Prefácio dos Contos Exemplares, de Sophia um texto maravilhoso de D. António Ferreira Gomes, intitulado: Pórtico.

"Que o grande pecado da cultura moderna - pecado, em verdade, não original mas herdado de toda a cultura anterior, sobretudo da cultura medieval decadente - o grande pecado cultural tem sido  «usar o santo nome de Deus em vão»
(assim dizia a Cartilha, mais infelizmente esquecida ou não advertida neste ponto do que em tantos outros). Deus, fundamento de toda a Lógica ou de todo o Método para um Descartes, Deus, fundamento de toda a Ética para um Spinoza, Deus, fundamento de toda a Retórica para os pregadores e literatos barrocos, Deus fundamento de toda a política para um Cromwell, o primeiro dos ditadores modernos, isto é, de Estado totalitário (por Deus ou Contra Deus:«tanto monta, monta tanto!»), Deus enfim fundamento de tudo quanto o homem se lembra de construir a seu bel-prazer. E para mais, um deus claro e distinto, um deus mais evidente do que este pau ou esta pedra, um deus unívoco com as nossas ideias racionais e racionalistas - Verum sive intelectus, Deus sive natura, para Spinoza e para os spinozistas, que todos somos um pouco (mesmo os tomistas, quando dormitam) para quem «o primeiro artigo  de fé é um racionalismo que postula inteligibilidade de Deus e das coisas» (J. Lacroix).
E por acréscimo um deus sem Mistério nem mistérios, um deus mais claro e visível do que o sol meridiano - como se o sol  ao meio-dia nos fosse visível!... Hoje, talvez em linguagem mais culta, saborosa e rápida: Deus valor supremo e fonte de todos os valores! Esse novo equívoco que já  Nietzsche denunciava e do qual diz Heidegger com toda a razão: « O último golpe contra Deus e contra o mundo suprassensível consiste em que Deus, o existente de todo o existente, seja rebaixado à condição de valor supremo. Não porque se tenha Deus por incognoscível, não porque se demonstre que a existência de Deus é indemonstrável, se assesta o golpe mais duro em Deus, mas sim por elevar meramente a valor supremo  o Deus tido por real. E, com efeito, esse golpe não vem dos profanos que não creem em Deus, mas dos crentes e dos seus teólogos»...
Usar o santo nome de Deus em vão e caminhar-sem-Deus na vida tranquilamente não parece ser facto de hoje;  ao menos não terá hoje boa imprensa... existencialista. Sobretudo na Filosofia e na Poesia, que tantas vezes se disputam, ou entre si comutam o terreno ontológico, uma como análise, outra como criação. É bem certo que há, nesses domínios, quem continue a malbaratar o nome de Deus, apondo essa etiqueta, como os primeiros cristãos exprobravam ao paganismo, a tudo quanto se lhes antolhe, menos ao único Deus vivo e verdadeiro; não é hoje porém fenómeno próprio dos mais nem dos melhores.  Sobretudo não dos mais autenticamente religiosos. Não andaria muito longe de certa verdade Fernando Pessoa quando notava que, entre nós, os poetas religiosos não eram católicos e os poetas católicos não eram religiosos."
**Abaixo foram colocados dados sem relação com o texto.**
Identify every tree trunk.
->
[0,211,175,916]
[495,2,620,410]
D. António Ferreira Gomes, Pórtico in  "Contos Exemplares" de Sophia de Mello Breiner Andresen. Porto: Porto Editora, 2013 (36ª ed), p. 13 a 15 (1ª edição em 1962)


18 comentários:

  1. Interessante a cisão dos poetas entre religião e catolicismo. Mas acontece que, independente do que digam, não gosto de prólogos compridos. Quase sempre são um desvio da obra para o que o autor do prólogo pretende passar. Ora, em meu entender, a poesia que consta do livro é tudo que há a passar. E quem queira teorizar, faça-o em lugar próprio e deixe-a ali, no livro, a acontecer sem mais.
    Mas isto sou eu a quem os prólogos extensos aborrecem, sejam ou não de qualidade.

    Andreas Scholl tem a exacta tonalidade vocal que admiro. A minha amiga dilecta procurou-o para mim. Há um qualquer coisa nessa voz andrógina que me agrada demais. E não exagera os decibéis.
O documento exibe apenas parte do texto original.